Keywords

These keywords were added by machine and not by the authors. This process is experimental and the keywords may be updated as the learning algorithm improves.

1 Introduction

Retinal vessels are of much diagnostic significance, as they are commonly examined to evaluate and monitor various ophthalmological diseases. However, manual segmentation of retinal vessels is both tedious and time-consuming. To assist with this task, many approaches have been introduced in the last two decades to segment retinal vessels automatically. For example, Marin et al. employed the gray-level vector and moment invariant features to classify each pixel using a neural network [8]. Nguyen et al. utilized a multi-scale line detection scheme to compute vessel segmentation [11]. Orlando et al. performed vessel segmentation using a fully-connected Conditional Random Field (CRF) whose configuration is learned using a structured-output support vector machine [12]. Existing methods such as these, however, lack sufficiently discriminative representations and are easily affected by pathological regions, as shown in Fig. 1.

Fig. 1.
figure 1

Retinal vessel segmentation results. Existing vessel segmentation methods (e.g., Nguyen et al. [11], and Orlando et al. [12]) are affected by the optic disc and pathological regions (highlighted by red arrows), while our DeepVessel deals well with these regions.
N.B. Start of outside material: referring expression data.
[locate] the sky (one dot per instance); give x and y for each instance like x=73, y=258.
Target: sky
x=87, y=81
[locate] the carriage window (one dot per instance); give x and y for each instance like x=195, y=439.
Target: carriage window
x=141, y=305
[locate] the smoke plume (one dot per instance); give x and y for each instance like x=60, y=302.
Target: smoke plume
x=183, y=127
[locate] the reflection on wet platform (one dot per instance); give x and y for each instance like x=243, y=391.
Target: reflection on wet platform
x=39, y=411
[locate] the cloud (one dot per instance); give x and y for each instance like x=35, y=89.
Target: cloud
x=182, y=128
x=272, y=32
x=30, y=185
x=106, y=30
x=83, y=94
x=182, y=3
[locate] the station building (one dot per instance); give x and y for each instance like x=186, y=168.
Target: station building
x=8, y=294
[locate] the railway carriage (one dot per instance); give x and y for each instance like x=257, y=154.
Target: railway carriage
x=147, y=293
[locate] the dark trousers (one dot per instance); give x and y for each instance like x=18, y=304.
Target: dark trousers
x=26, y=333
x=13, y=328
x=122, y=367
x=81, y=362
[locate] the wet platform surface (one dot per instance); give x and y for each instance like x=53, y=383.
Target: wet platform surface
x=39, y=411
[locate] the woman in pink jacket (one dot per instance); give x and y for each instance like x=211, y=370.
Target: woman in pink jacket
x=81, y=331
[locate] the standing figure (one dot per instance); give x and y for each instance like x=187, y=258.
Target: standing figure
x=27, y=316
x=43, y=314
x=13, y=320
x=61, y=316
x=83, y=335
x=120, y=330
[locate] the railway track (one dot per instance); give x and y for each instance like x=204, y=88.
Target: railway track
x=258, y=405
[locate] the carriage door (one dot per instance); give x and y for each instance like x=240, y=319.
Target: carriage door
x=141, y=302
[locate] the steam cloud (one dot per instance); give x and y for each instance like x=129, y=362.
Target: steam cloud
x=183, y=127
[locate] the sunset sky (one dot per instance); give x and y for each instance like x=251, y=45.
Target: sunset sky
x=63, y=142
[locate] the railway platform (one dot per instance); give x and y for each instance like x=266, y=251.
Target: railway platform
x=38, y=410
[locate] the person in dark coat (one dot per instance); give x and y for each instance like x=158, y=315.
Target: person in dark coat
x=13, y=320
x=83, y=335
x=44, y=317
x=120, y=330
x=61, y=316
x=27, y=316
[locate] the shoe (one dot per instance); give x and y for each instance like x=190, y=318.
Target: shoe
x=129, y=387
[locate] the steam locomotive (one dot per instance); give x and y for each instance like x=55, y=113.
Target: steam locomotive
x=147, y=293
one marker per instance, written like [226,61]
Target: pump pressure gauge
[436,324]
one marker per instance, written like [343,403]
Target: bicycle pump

Deep learning (DL) have recently been demonstrated to yield highly discriminative representations that have aided in many computer vision tasks. For example, Convolutional Neural Networks (CNNs) have brought heightened performance in image classification and semantic image segmentation. Xie et al. employed a holistically-nested edge detection (HED) system with deep supervision to resolve the challenging ambiguity in object boundary detection [16]. Zheng et al. reformulated the Conditional Random Field (CRF) as a Recurrent Neural Network (RNN) to improve semantic image segmentation [18]. These works inspire us to learn rich hierarchical representation based on a DL architecture.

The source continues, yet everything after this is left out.